Uma bobina de Tesla é um circuito transformador ressonante elétrico inventado por Nikola Tesla por volta de 1891. É usado para produzir eletricidade de corrente alternada de alta tensão, baixa corrente e alta frequência. Tesla experimentou várias configurações diferentes consistindo em dois, ou às vezes três, circuitos elétricos ressonantes acoplados. Tesla usou essas bobinas para conduzir experimentos inovadores em iluminação elétrica, fosforescência, geração de raios X, fenômenos de corrente alternada de alta frequência, eletroterapia e transmissão de energia elétrica sem fios. Os circuitos da bobina Tesla foram usados ​​comercialmente em transmissores de rádio de centelha para telegrafia sem fio até a década de 1920, [1] [9] [10] e em equipamentos médicos, como eletroterapia e dispositivos de raio violeta. Hoje, seu uso principal é para entretenimento e exibições educacionais, embora pequenas bobinas ainda sejam usadas como detectores de vazamento para sistemas de alto vácuo.

Simulador de relâmpagos Questacon

Uma lâmpada fluorescente ou tubo fluorescente é uma lâmpada de descarga de gás de vapor de mercúrio de baixa pressão que usa fluorescência para produzir luz visível. Uma corrente elétrica no gás excita o vapor de mercúrio, que produz luz ultravioleta de ondas curtas que, em seguida, faz com que um revestimento de fósforo brilhe no interior da lâmpada. Uma lâmpada fluorescente converte energia elétrica em luz útil com muito mais eficiência do que lâmpadas incandescentes. A eficácia luminosa de uma lâmpada fluorescente pode exceder 100 lumens por watt, várias vezes a eficácia de uma lâmpada incandescente com saída de luz comparável. As luminárias de lâmpadas fluorescentes são mais caras do que as lâmpadas incandescentes porque requerem um reator para regular a corrente através da lâmpada, mas o custo de energia mais baixo normalmente compensa o custo inicial mais alto. As lâmpadas fluorescentes compactas agora estão disponíveis nos mesmos tamanhos populares que as incandescentes e são usadas como uma alternativa de economia de energia em residências.

Nikola Tesla é o pai da iluminação fluorescente. Na década de 1890, ele experimentou tubos e lâmpadas sem filamentos cheios de gás que brilhavam na presença de alta voltagem. Ele viu isso como uma progressão das pequenas lâmpadas quentes inventadas por seu rival Thomas Edison.
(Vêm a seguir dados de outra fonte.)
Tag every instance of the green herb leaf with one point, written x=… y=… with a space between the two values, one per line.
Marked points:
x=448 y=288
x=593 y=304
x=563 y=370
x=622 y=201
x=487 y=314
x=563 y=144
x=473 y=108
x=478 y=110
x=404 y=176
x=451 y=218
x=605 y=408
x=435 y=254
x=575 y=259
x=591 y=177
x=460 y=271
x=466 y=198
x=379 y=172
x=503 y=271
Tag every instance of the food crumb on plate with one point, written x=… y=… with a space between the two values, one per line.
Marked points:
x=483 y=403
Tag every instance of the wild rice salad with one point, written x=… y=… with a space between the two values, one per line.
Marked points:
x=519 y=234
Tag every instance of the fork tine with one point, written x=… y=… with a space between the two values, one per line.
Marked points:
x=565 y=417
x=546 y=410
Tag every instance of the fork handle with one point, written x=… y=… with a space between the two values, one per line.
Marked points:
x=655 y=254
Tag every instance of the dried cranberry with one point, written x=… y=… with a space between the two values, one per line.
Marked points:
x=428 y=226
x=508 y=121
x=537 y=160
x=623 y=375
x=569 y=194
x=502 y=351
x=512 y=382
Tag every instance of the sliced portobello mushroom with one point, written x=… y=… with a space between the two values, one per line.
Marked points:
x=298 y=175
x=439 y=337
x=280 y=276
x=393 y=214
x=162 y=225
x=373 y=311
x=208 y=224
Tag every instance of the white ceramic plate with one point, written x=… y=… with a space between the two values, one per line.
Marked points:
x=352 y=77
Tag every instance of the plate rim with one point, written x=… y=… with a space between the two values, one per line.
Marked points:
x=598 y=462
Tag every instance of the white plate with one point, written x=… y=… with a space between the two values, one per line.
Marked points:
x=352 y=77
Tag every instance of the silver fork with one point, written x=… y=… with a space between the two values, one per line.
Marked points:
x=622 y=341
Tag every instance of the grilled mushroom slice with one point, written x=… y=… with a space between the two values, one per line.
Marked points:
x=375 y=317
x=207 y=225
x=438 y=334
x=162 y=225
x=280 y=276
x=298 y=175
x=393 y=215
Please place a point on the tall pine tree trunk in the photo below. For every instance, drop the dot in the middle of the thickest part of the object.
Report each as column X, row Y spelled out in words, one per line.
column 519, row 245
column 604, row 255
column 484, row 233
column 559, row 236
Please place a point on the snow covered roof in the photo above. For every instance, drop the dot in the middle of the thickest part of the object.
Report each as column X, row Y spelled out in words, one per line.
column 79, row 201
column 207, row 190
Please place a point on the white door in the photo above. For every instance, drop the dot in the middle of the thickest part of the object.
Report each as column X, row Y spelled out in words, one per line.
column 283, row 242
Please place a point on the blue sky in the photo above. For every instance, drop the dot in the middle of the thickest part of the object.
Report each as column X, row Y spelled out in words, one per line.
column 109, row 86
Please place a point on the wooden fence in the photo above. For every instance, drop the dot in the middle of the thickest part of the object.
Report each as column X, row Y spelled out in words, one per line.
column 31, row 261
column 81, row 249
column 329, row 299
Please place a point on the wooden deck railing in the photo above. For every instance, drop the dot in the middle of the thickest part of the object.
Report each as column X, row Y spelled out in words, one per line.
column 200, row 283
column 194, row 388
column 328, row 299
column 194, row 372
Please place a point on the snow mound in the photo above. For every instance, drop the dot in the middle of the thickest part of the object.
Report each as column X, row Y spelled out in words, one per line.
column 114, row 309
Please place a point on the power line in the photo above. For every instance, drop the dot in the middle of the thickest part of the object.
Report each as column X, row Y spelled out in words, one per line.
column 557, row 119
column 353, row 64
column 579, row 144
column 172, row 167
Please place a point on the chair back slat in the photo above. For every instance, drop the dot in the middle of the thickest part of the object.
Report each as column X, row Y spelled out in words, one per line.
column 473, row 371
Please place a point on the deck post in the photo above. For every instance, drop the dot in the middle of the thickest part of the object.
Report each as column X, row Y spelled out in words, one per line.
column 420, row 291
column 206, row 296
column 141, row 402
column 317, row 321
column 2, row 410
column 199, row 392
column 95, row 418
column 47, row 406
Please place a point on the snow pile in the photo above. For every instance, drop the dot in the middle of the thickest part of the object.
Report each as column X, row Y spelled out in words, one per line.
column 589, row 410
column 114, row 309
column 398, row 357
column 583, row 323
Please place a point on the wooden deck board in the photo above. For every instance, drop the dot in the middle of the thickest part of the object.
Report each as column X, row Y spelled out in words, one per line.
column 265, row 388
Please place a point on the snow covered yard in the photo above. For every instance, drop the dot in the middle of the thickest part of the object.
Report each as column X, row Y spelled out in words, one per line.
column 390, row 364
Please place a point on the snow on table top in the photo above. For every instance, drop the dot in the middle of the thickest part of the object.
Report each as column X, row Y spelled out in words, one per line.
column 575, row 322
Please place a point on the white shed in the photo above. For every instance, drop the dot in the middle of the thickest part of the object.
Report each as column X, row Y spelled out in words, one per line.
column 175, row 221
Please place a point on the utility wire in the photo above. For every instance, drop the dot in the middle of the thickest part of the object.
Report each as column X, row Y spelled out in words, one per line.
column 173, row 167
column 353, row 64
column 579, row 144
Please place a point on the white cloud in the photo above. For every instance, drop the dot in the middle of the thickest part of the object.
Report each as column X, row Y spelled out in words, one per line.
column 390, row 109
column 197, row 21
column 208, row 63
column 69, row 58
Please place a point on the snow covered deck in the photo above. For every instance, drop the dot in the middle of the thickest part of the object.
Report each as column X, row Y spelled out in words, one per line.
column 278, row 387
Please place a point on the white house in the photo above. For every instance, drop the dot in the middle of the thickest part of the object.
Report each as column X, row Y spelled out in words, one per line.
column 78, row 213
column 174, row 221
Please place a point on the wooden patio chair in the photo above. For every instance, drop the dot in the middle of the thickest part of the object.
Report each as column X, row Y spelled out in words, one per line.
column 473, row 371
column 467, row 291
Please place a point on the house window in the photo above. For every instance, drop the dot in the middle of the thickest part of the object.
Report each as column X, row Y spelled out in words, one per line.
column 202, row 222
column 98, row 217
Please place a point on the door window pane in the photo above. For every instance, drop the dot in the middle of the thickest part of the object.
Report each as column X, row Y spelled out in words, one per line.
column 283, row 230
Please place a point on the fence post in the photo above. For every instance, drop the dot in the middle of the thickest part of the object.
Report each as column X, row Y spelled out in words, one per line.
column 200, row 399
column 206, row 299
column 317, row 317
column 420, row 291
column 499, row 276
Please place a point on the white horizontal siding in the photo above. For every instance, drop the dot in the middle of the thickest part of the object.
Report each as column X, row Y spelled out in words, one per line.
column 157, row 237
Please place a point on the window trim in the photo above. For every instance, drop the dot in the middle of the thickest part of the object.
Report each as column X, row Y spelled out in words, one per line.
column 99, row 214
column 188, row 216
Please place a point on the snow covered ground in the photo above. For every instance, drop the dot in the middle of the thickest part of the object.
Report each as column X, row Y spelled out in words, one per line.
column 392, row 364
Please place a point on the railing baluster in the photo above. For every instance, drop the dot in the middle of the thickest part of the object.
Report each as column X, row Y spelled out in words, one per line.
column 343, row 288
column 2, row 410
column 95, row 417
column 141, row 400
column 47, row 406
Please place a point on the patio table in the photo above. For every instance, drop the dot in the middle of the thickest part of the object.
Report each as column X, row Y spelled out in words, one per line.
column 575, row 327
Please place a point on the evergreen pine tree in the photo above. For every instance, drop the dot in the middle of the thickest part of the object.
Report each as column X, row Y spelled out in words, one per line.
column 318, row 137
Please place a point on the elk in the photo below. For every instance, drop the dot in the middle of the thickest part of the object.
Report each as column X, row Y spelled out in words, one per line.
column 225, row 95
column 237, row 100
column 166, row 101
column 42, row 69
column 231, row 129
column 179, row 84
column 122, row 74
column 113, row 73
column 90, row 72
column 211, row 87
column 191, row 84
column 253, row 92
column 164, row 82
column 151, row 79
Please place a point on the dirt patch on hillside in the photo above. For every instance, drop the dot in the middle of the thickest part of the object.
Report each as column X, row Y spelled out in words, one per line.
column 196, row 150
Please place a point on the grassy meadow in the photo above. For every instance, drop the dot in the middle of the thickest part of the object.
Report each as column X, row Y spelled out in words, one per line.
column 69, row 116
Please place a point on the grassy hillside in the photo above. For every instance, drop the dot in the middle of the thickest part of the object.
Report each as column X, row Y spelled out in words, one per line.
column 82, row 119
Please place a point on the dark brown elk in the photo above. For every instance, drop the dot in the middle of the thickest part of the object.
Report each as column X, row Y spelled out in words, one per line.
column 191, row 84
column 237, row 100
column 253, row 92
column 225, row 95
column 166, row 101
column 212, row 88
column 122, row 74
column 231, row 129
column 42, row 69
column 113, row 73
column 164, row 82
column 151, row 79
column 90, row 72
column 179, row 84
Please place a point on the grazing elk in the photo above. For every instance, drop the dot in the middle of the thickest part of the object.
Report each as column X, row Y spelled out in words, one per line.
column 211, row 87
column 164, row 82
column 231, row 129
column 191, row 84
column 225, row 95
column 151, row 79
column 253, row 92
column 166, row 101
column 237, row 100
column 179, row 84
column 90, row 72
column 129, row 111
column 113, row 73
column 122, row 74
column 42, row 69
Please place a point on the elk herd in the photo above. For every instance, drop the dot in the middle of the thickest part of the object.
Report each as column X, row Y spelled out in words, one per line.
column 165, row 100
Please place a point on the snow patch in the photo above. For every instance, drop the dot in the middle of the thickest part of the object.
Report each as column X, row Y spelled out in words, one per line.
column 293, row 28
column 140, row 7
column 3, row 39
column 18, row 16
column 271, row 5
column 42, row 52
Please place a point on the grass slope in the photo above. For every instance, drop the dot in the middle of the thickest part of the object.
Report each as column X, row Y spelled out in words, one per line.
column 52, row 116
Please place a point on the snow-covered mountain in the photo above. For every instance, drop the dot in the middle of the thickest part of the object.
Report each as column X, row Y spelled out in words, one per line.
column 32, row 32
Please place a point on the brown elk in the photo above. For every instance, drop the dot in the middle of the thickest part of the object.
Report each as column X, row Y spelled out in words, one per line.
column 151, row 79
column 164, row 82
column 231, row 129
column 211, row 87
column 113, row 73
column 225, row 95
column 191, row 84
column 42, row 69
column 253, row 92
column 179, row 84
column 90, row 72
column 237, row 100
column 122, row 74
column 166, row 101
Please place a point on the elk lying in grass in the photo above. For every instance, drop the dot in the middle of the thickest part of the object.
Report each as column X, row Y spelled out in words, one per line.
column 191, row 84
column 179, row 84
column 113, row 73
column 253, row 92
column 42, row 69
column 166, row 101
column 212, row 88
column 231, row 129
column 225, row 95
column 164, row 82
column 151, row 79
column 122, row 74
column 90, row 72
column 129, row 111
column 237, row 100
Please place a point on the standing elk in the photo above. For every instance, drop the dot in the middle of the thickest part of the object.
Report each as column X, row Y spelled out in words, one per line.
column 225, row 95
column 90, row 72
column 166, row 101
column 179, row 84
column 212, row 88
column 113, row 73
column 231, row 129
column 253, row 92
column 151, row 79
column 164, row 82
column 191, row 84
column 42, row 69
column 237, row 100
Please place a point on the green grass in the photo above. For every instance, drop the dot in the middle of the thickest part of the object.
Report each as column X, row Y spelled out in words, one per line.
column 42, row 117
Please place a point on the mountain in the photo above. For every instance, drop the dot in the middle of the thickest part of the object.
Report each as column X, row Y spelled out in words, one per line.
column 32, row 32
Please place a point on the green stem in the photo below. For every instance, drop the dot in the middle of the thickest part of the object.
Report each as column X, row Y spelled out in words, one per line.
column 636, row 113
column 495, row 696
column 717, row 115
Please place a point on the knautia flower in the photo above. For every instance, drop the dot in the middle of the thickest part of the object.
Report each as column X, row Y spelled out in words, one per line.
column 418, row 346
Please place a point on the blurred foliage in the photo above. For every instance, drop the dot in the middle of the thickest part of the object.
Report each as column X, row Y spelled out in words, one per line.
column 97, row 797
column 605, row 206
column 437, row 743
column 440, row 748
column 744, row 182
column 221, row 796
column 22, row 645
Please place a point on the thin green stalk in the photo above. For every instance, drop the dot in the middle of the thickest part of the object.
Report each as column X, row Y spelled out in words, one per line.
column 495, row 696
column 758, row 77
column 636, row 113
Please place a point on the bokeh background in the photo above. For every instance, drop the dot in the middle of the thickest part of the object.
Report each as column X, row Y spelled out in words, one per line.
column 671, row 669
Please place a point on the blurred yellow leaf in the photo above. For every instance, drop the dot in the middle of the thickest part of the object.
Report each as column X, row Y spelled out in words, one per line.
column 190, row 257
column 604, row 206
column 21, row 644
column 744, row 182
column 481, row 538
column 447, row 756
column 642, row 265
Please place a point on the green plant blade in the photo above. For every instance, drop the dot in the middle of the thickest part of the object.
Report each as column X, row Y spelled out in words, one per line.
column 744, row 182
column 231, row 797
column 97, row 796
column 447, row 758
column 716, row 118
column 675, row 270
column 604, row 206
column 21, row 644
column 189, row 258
A iluminação fluorescente ainda funciona com os princípios estabelecidos por Tesla: a corrente da casa é aumentada por um pequeno transformador para tensões muito mais altas, que excita o vapor de mercúrio selado no tubo. O vapor fica fluorescente, ou brilha, usando muito menos potência do que o sistema incandescente.

Tesla fez experiências com o que chamou de lâmpadas "fosforescentes". Foi o físico francês Alexandre-Edmond Becquerel (1820-1891) quem primeiro concebeu a ideia de colocar um revestimento fluorescente na superfície interna de um tubo de descarga de gás de alta tensão. As investigações de Tesla na área de técnicas de processamento de energia de RF de alta tensão resultaram nos primeiros reatores de iluminação de alta frequência de alta eficiência. Suas palestras seminais sobre o tema da iluminação de alta frequência são, "Experimentos com correntes alternadas de frequência muito alta e sua aplicação a métodos de iluminação artificial", "Experimentos com correntes alternadas de alto potencial e alta frequência" e "Na luz e outras altas Fenômenos de frequência "todos encontrados no livro Invenções, Pesquisas e Escritos de Nikola Tesla. É interessante notar que as primeiras lâmpadas fluorescentes comerciais do mundo, apresentadas pela Westinghouse Electric Company na Feira Mundial de Nova York de 1939, eram do tipo cátodo quente de baixa voltagem de 50-60 Hz ainda em uso comum hoje. Somente a partir do final da década de 1980, os reatores de alta frequência mais eficientes - alguns com grandes semelhanças com os desenvolvidos pela Tesla há mais de 100 anos - começaram a ganhar aceitação mais ampla.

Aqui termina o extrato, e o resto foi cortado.